При этом необходимо отметить, что создание писателем «Истории одного города» — важная веха не только в творческом, но и в мировоззренческом плане: с годами мировоззрение Салтыкова-Щедрина эволюционировало от социоцентризма (маркированная позиция) к антропоцентризму (немаркированная позиция), что подтверждается созданием им более атропных персонажей хроники «Пошехонская старина» и романа «Господа Головлёвы».

В свете вышеизложенного необходимо отметить следующее: антиутопия, как и утопия, является отражением системоцентристской концепции видения мира, так как, во-первых, место градоначальника в оппозиции человек/место первично по отношению к реальным индивидам, его занимающим. Во-вторых, люди, населяющие город, не имеют собственной точки зрения; единственная точка зрения в «Истории одного города» выражена посредством «авторской маски», в данном случае, от лица архивариуса и издателя, комментирующего происходящее. Таким образом, проблема личность/социум решается Щедриным в социоцентристском ключе: вина за происходящее ложится на общество в целом (в то время как с антропоцентристской точки зрения вина лежит на самом человеке).

Примечания

1. В качестве примера Ж. Делез приводит принцип генетики: «Гены составляют структуру, если только они не отделимы от мест, способных изменить отношения внутри хромосомы» (Делез 1999).

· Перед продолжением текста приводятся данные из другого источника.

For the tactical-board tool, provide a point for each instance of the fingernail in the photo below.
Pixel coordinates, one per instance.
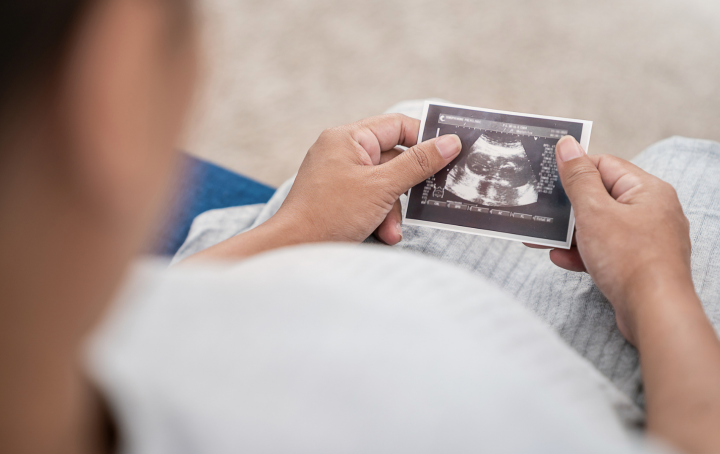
(569, 149)
(448, 145)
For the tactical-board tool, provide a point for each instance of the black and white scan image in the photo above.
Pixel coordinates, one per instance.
(504, 183)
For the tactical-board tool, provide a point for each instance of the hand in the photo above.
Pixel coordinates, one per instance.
(351, 179)
(348, 187)
(631, 234)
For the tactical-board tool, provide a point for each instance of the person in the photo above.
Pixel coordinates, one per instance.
(259, 343)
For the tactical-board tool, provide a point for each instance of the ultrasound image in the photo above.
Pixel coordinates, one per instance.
(495, 172)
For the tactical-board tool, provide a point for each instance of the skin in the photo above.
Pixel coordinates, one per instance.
(87, 164)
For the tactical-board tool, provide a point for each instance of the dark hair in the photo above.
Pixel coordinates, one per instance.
(33, 37)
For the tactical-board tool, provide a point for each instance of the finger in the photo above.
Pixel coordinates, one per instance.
(383, 133)
(618, 175)
(580, 178)
(568, 259)
(418, 163)
(536, 246)
(389, 155)
(390, 230)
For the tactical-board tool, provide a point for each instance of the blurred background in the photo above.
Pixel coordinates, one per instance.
(278, 72)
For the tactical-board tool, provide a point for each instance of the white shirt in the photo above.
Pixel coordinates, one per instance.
(345, 349)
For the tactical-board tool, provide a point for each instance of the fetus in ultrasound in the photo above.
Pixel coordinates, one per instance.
(496, 172)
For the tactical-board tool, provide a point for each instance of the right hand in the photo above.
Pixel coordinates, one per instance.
(631, 234)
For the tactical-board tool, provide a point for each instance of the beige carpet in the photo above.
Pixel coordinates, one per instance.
(279, 72)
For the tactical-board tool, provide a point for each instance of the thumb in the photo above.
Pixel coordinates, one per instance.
(580, 178)
(420, 162)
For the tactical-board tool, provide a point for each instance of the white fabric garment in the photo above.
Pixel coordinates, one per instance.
(345, 349)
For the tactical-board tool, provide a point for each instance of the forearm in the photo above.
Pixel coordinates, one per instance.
(680, 358)
(273, 234)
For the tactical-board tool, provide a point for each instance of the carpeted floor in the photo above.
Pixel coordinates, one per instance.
(279, 72)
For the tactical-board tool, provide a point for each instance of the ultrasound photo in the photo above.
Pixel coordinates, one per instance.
(504, 183)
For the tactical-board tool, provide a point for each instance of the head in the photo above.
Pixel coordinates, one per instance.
(93, 95)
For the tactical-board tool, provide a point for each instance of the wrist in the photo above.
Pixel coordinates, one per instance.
(656, 299)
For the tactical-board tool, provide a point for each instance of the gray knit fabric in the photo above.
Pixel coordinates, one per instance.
(568, 302)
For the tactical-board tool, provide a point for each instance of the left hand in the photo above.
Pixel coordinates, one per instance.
(348, 187)
(350, 181)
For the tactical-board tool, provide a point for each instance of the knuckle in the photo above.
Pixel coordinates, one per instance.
(579, 175)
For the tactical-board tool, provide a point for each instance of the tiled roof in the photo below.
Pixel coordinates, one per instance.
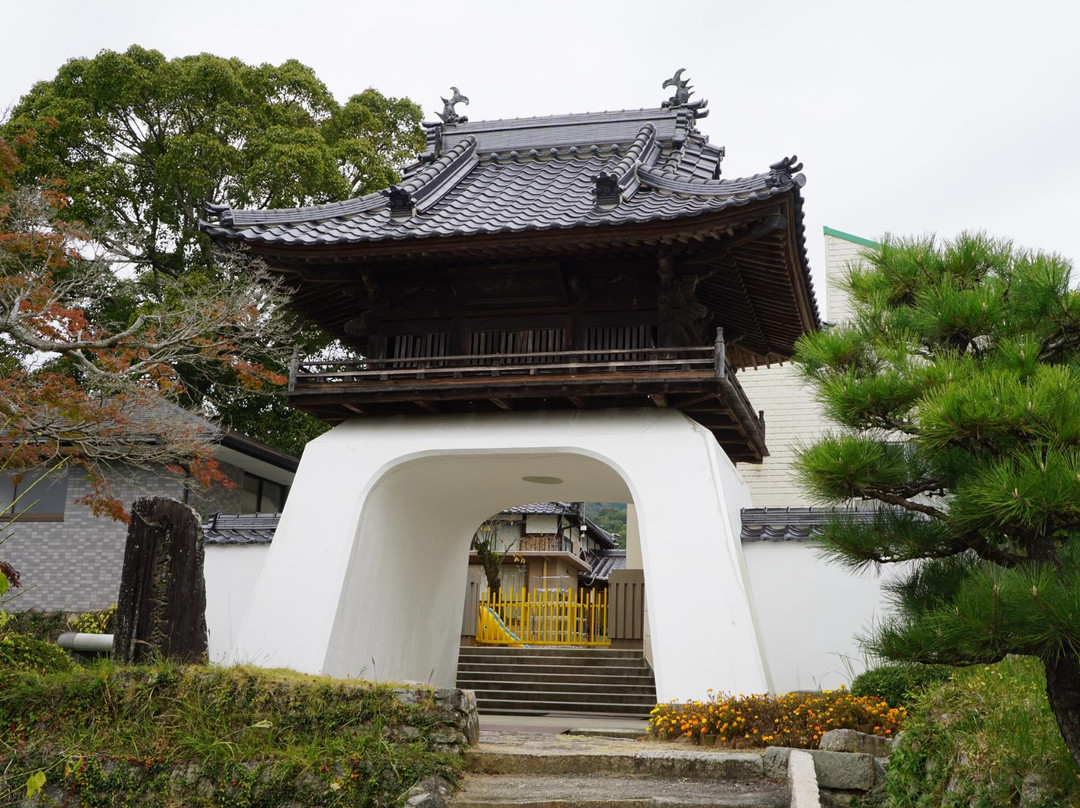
(790, 524)
(556, 509)
(526, 175)
(608, 562)
(543, 508)
(241, 528)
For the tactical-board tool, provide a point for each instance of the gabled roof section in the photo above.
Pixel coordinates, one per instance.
(529, 174)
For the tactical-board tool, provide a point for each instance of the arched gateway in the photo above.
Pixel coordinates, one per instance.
(547, 308)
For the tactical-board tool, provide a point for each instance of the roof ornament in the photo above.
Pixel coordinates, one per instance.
(683, 93)
(782, 171)
(448, 116)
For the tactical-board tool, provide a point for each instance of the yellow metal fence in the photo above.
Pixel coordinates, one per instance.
(542, 618)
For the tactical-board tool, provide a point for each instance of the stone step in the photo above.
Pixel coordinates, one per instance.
(515, 707)
(552, 650)
(554, 673)
(570, 697)
(601, 791)
(520, 669)
(643, 688)
(524, 753)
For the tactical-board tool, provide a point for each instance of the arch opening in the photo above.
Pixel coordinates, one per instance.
(382, 511)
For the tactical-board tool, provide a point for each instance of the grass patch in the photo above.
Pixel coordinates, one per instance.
(974, 739)
(198, 736)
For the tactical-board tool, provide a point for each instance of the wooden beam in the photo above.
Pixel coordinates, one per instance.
(699, 400)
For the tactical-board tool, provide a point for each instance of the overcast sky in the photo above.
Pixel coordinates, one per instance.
(909, 117)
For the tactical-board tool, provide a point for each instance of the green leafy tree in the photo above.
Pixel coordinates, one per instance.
(144, 144)
(957, 388)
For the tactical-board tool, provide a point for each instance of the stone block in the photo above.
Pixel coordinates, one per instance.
(850, 740)
(774, 762)
(844, 769)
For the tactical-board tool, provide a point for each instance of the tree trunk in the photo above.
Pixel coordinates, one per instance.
(1063, 689)
(491, 562)
(162, 604)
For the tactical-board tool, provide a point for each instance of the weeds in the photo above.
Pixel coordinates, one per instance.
(975, 739)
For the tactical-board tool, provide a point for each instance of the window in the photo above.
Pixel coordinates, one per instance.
(261, 496)
(34, 495)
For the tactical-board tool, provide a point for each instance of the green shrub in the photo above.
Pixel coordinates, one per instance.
(102, 621)
(899, 684)
(23, 652)
(974, 739)
(202, 737)
(45, 625)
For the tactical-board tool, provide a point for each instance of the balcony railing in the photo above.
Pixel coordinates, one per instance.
(697, 380)
(706, 361)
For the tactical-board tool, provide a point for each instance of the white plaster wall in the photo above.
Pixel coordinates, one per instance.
(810, 614)
(381, 511)
(793, 417)
(230, 571)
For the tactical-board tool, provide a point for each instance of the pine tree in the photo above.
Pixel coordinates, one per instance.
(956, 386)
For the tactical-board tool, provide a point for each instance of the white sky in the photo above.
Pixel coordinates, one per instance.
(910, 117)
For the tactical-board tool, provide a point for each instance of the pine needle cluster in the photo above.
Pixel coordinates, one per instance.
(956, 387)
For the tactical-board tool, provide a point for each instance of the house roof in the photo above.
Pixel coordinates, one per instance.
(564, 509)
(529, 174)
(240, 528)
(608, 562)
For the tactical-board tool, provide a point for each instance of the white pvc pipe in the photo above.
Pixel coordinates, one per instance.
(92, 643)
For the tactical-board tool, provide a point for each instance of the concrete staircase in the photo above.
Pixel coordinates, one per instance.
(557, 679)
(518, 770)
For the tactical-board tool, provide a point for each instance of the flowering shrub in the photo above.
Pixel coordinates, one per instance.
(796, 719)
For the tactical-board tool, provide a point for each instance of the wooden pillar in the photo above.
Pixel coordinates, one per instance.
(161, 608)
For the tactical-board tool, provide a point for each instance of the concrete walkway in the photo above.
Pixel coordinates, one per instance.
(534, 763)
(585, 762)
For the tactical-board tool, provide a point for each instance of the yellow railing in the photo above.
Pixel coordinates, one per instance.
(542, 618)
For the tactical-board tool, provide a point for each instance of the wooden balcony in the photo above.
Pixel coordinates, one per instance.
(697, 380)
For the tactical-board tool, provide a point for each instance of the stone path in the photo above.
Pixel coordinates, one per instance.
(510, 768)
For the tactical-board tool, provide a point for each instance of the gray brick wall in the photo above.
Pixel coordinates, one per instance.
(75, 565)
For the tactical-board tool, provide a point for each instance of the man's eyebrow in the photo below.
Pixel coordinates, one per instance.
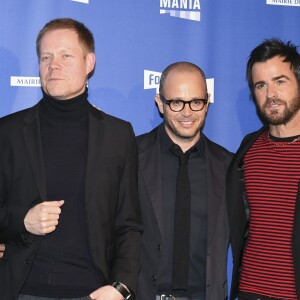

2. «Если народ на площади не смеётся, то «народ безмолвствует». Народ никогда не разделяет до конца пафоса господствующей правды» (Бахтин 1986: 513). Е.А. Богатырёва отмечает, что с самого начала пафос бахтинской философии языка был направлен на преодоление деиндивидуализации и спасение человека от растворения, говоря сегодняшним языком, в дискурсе. Правда, опасность, на которую указал (а точнее, намекнул) Бахтин, исходила не столько от усредненного хайдеггеровского «man» или человека «толпы», человека «массы» Ортеги-и-Гассета, сколько от человека безмолвствующего (Богатырева 1996).

3. Ещё в 1863 г. Салтыков писал о том, что самое худшее — это «неразумие и произвол масс» (Наша общественная жизнь. — Т. 7. — С. 189), что явно корреспондирует с пушкинской формулой о «русском бунте, бессмысленном и беспощадном».